Since the process of visual sensing relies on the entry of light in the eyes, it is impossible to see in total or complete darkness. When we say “total darkness” we mean there is a total absence of light. No matter how many rods the cat’s eyes contain, it will still not be able to see anything. This is because there is no light to “gather”.
- Wider Field of Vision
In our discussion about the process of “seeing”, we mentioned that one of the integral functions of rods is in peripheral vision. The reason for this is straightforward. Rods are always located on the outer edges or peripheries of the retina. This gives them a wider field of vision compared to humans.
The maximum field of vision of humans is only 180 degrees. Cats, on the other hand, have a field of vision that spans 300 degrees. Each of the cat’s eyes can provide a sweeping visual field of 155 to 208 degrees. When it comes to the cat’s night vision capabilities, a wider field of vision allows it to scan their surroundings in a more efficient manner. It allows cats to see both prey and predators in the dark.
- Presence of Tapetum Lucidum
There is one very important structure in a cat’s eye that is not present in humans. Behind the retina is the Tapetum Lucidum. This is a very thin layer of tissue that serves as a retroreflector. What it does is that it reflects light back to the retina where the photoreceptors are found. This structure is very common among nocturnal animals as well as creatures of the deep sea.
As the lens transmit light into the retina, there is a chance that some of this light may go beyond the retina. Since the Tapetum Lucidum is behind the retina, it bounces off stray light back to the retina. This can improve the night vision capabilities of cats since there is now more light that can stimulate the photoreceptors.
It is easy to identify the Tapetum Lucidum in cats. In low-light conditions, the Tapetum Lucidum is what we call the eyeshine or the “cat’s eye”.
- Vertical Orientation of the Pupils
The pupils are important structures of the eyes. Pupils regulate the amount of light that enters the eye. It changes the size of its opening relative to the level of ambient light.
In humans, the pupils have a rounded shape. In cats, the pupils are more elliptical.
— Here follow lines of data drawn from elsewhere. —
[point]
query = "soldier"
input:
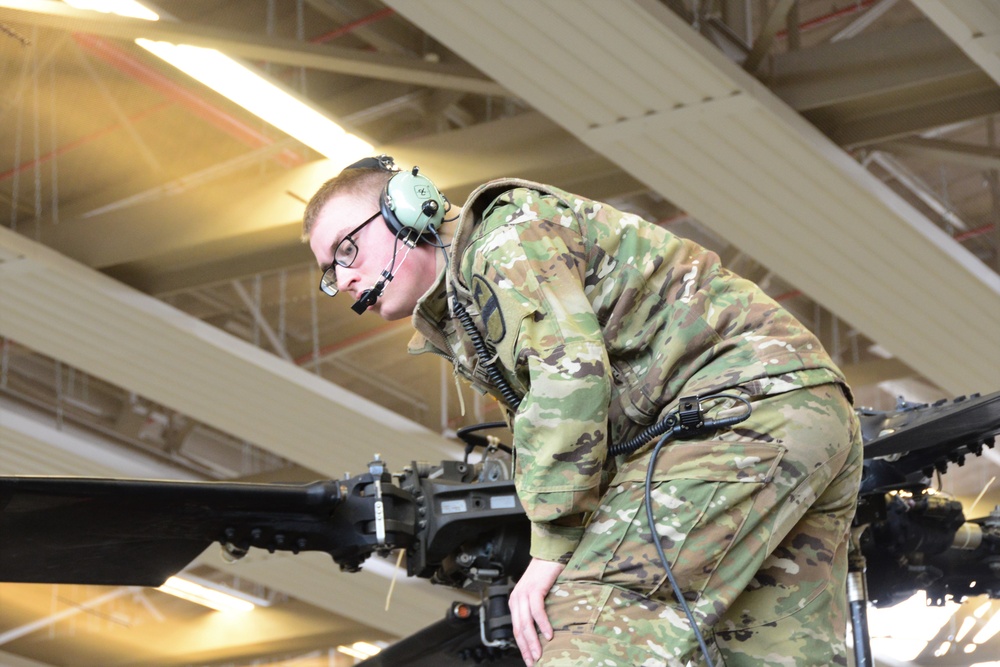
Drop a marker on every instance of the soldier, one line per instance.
(595, 323)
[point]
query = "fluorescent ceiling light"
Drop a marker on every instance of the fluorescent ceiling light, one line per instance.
(266, 99)
(210, 594)
(359, 650)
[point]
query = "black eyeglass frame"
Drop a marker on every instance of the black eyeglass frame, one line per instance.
(328, 281)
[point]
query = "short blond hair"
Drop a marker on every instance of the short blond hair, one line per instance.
(357, 181)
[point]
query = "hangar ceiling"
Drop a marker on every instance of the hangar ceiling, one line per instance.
(159, 314)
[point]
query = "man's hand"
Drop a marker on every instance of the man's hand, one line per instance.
(527, 607)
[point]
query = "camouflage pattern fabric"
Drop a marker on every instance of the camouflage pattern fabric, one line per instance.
(754, 524)
(600, 321)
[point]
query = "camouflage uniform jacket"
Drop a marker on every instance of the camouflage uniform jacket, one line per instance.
(600, 321)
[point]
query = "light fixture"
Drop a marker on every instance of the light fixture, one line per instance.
(359, 650)
(904, 629)
(211, 594)
(266, 99)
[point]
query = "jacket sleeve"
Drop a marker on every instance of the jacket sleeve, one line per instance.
(550, 342)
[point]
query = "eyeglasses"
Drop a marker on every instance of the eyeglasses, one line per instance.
(344, 255)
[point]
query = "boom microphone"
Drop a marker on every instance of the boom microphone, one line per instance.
(370, 296)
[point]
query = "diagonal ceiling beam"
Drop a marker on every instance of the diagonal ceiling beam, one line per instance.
(67, 311)
(59, 16)
(974, 25)
(673, 111)
(977, 157)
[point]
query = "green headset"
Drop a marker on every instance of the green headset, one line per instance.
(410, 203)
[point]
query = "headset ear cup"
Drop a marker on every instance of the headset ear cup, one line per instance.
(385, 206)
(412, 205)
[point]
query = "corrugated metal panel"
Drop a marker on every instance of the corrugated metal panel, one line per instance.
(65, 310)
(636, 83)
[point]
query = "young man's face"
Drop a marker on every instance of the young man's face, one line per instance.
(375, 243)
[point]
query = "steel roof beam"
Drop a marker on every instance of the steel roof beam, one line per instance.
(352, 62)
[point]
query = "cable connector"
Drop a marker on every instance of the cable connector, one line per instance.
(689, 414)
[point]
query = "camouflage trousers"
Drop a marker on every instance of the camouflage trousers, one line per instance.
(755, 526)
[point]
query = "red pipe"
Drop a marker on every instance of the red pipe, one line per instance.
(832, 16)
(351, 27)
(82, 140)
(161, 83)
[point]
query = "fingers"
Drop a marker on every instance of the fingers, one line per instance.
(523, 617)
(527, 607)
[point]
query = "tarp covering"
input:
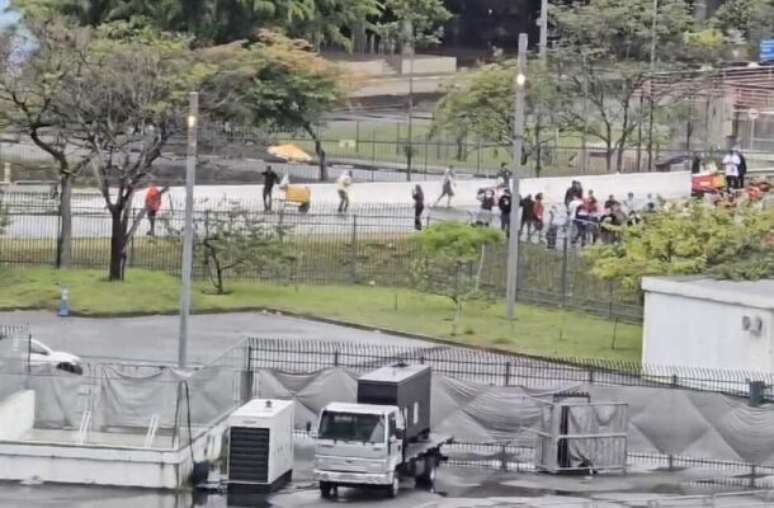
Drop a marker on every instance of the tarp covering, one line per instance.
(661, 420)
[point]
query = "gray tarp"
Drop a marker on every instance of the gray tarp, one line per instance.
(661, 420)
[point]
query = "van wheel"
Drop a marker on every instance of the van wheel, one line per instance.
(394, 489)
(326, 490)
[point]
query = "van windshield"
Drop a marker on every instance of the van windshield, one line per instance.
(363, 428)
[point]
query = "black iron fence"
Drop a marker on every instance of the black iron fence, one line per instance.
(499, 368)
(372, 244)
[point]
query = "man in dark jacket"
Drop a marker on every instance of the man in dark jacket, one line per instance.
(527, 213)
(270, 179)
(504, 204)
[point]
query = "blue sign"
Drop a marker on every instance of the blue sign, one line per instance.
(767, 50)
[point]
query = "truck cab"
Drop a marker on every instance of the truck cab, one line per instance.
(383, 437)
(359, 445)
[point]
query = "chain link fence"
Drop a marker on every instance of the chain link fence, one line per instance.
(372, 244)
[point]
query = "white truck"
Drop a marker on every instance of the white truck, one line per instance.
(377, 444)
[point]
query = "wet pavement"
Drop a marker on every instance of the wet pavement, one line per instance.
(457, 487)
(154, 338)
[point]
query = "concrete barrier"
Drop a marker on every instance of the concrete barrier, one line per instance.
(667, 185)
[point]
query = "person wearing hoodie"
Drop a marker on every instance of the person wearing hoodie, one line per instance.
(504, 204)
(418, 195)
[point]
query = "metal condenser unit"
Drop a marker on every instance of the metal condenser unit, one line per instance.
(260, 451)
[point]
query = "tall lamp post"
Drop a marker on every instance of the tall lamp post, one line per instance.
(190, 179)
(520, 81)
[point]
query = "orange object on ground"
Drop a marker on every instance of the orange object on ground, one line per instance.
(298, 194)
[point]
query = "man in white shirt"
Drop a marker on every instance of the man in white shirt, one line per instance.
(731, 164)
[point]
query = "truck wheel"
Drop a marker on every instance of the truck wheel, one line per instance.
(326, 490)
(427, 478)
(394, 489)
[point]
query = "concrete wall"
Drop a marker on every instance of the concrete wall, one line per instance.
(668, 185)
(681, 330)
(17, 415)
(103, 465)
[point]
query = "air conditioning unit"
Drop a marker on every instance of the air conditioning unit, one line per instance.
(260, 450)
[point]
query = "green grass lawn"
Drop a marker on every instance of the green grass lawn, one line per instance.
(537, 330)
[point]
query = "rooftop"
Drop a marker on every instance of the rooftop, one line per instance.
(758, 294)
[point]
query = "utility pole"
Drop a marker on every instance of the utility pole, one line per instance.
(543, 48)
(650, 88)
(190, 178)
(520, 80)
(410, 148)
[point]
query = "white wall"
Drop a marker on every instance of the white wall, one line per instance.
(17, 415)
(103, 465)
(693, 332)
(668, 185)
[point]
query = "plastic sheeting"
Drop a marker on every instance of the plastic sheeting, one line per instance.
(663, 421)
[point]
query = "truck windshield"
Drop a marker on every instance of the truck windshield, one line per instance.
(362, 428)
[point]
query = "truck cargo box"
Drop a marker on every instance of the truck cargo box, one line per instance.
(404, 386)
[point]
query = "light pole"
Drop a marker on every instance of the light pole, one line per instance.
(410, 148)
(652, 76)
(543, 48)
(190, 179)
(520, 81)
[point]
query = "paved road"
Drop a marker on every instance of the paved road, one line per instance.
(154, 338)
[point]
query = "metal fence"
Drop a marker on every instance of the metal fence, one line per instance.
(372, 244)
(498, 368)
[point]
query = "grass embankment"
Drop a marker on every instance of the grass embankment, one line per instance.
(537, 330)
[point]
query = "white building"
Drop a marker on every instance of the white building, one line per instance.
(706, 323)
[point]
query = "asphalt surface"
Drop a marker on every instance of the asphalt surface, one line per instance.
(155, 338)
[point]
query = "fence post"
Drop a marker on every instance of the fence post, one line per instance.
(354, 248)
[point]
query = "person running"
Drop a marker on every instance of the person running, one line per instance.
(731, 163)
(504, 176)
(504, 204)
(270, 179)
(527, 214)
(537, 216)
(152, 206)
(343, 184)
(418, 195)
(447, 187)
(742, 167)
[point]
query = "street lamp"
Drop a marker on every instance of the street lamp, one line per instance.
(520, 80)
(187, 263)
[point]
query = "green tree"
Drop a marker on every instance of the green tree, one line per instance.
(413, 22)
(696, 239)
(450, 262)
(293, 88)
(323, 22)
(482, 105)
(237, 241)
(623, 29)
(749, 19)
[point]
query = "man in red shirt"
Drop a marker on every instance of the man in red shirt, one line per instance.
(152, 206)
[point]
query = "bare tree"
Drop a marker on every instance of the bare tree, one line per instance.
(36, 66)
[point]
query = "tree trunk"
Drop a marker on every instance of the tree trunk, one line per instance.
(117, 240)
(64, 244)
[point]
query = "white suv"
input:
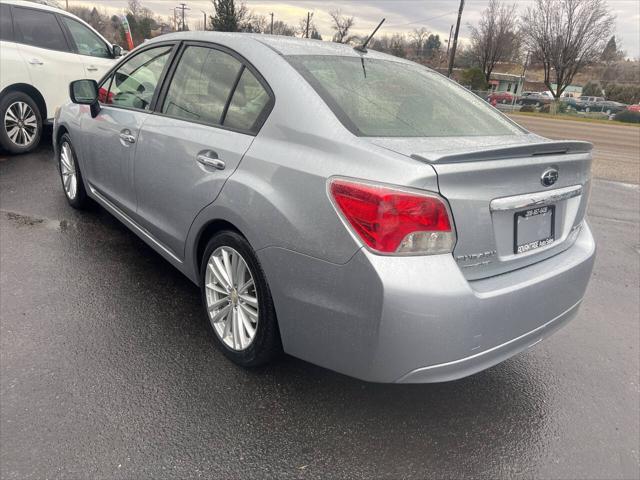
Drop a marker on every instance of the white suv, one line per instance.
(42, 50)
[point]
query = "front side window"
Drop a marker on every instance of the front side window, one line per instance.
(6, 29)
(248, 102)
(384, 98)
(201, 85)
(87, 42)
(39, 29)
(135, 82)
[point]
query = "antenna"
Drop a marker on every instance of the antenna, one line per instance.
(363, 48)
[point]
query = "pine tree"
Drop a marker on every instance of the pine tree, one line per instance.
(226, 17)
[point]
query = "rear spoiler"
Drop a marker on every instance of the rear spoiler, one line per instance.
(501, 153)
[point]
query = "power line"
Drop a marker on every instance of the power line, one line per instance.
(421, 21)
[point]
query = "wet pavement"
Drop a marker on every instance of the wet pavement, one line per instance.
(107, 371)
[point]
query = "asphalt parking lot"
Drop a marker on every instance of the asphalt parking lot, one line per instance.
(107, 371)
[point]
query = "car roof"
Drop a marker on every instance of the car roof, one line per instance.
(280, 44)
(39, 6)
(48, 8)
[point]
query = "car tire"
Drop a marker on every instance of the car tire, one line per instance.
(70, 175)
(242, 320)
(20, 123)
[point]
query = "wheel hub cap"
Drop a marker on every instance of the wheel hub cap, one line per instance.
(231, 298)
(20, 124)
(68, 171)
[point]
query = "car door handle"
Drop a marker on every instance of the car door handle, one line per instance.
(126, 137)
(210, 158)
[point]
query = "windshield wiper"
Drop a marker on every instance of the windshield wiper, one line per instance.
(363, 48)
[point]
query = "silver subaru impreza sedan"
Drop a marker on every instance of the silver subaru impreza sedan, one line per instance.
(350, 208)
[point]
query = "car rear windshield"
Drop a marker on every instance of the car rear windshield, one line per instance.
(384, 98)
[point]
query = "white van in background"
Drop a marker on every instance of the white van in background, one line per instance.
(42, 50)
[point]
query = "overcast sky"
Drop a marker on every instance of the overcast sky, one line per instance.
(402, 15)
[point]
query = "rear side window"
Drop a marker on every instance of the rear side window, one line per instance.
(202, 84)
(39, 29)
(248, 102)
(134, 83)
(383, 98)
(6, 29)
(87, 42)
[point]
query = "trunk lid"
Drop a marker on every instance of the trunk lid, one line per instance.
(505, 216)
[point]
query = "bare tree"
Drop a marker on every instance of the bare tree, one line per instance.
(495, 38)
(418, 39)
(282, 28)
(306, 25)
(566, 35)
(341, 25)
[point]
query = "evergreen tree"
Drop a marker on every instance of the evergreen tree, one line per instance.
(226, 17)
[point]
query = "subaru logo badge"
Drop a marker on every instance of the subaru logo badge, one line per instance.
(549, 177)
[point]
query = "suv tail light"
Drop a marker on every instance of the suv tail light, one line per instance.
(390, 220)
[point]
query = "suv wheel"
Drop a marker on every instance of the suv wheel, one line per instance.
(70, 175)
(238, 302)
(21, 126)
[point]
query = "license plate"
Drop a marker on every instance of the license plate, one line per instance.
(534, 228)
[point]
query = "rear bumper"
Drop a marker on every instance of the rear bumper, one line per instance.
(464, 367)
(417, 319)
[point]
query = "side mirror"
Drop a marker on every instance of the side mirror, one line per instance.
(85, 92)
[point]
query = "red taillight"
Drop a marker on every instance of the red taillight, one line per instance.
(390, 220)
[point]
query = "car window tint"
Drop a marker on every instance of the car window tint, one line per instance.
(386, 98)
(201, 85)
(38, 28)
(87, 42)
(6, 29)
(135, 82)
(249, 100)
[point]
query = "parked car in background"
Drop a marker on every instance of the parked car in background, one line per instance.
(42, 50)
(537, 99)
(500, 97)
(587, 103)
(405, 233)
(609, 107)
(570, 102)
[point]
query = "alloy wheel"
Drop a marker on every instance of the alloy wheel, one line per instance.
(231, 298)
(20, 123)
(68, 171)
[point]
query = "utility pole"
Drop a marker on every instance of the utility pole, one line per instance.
(455, 40)
(183, 7)
(524, 70)
(205, 19)
(448, 45)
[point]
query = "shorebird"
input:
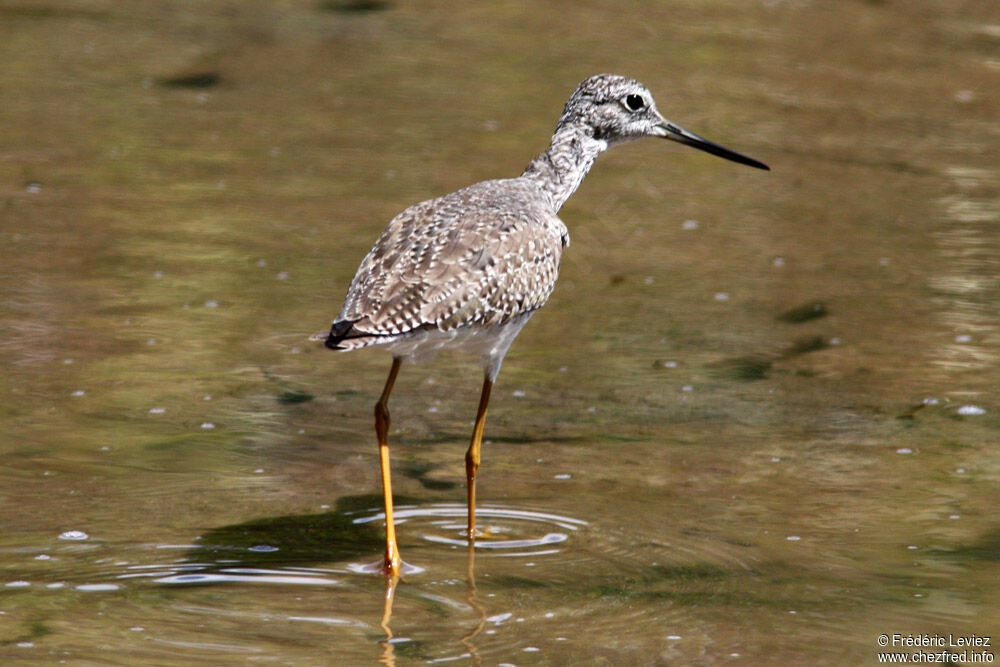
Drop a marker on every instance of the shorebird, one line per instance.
(467, 270)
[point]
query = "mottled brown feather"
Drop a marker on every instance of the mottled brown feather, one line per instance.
(482, 255)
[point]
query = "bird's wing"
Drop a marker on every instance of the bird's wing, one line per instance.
(469, 257)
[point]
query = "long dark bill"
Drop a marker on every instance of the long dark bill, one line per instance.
(679, 134)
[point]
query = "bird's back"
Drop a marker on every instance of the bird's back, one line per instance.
(480, 256)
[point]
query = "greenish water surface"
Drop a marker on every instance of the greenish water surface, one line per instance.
(756, 424)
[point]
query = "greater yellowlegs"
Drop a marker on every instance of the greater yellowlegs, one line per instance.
(467, 270)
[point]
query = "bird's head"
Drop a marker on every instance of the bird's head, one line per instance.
(616, 109)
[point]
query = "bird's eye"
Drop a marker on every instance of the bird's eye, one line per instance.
(634, 102)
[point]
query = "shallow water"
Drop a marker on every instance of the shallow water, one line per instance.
(757, 423)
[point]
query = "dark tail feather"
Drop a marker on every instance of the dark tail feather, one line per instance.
(340, 331)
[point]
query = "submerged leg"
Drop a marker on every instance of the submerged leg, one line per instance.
(392, 561)
(472, 456)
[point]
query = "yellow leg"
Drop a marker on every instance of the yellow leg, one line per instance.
(472, 457)
(392, 560)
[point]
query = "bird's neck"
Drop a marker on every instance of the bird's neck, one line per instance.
(560, 169)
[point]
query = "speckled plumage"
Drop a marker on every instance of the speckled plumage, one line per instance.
(466, 270)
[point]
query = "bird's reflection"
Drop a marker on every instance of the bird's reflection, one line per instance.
(388, 655)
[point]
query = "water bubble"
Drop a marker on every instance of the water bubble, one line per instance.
(74, 535)
(98, 587)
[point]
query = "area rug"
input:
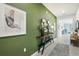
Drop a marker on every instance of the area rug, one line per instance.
(60, 50)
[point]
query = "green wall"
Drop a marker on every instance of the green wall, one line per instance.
(15, 45)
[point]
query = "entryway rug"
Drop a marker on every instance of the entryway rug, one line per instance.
(60, 50)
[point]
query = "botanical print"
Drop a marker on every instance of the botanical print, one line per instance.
(13, 21)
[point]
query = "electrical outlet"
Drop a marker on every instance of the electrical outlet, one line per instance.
(24, 49)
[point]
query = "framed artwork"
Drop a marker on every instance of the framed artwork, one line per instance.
(13, 21)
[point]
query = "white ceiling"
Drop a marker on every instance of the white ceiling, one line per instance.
(62, 9)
They are also oriented in a more vertical fashion. This allows the pupil to open a lot wider than that of humans. The wider the pupillary opening, the more light that can enter the eye.
From a constricted (small opening) state, human pupils can only widen up to 15 times. By comparison, a cat’s pupil can widen anywhere between 130 and 300 times its constricted size. Such a wide opening allows more light to enter. Regardless of how faint the light source can be, a cat’s wide-open pupil can still collect enough light to transmit to the retina.
How Cats Can See in the Dark
There are four principal features in the cat’s eye that allow it to see in the dark a lot better than human night vision.
Pupils that open wider than that of humans allow more light to enter the eyes, regardless of how faint the light is. As light hits the retina, the increased number of rods facilitates the generation of nerve impulses for transmission to the brain. Since there are more rods, they also provide a wider field of vision. This is important in improving night vision capabilities. To make sure that no light will ever escape the retina, the Tapetum Lucidum will reflect back whatever light escapes.
And that is how cats can see in the dark.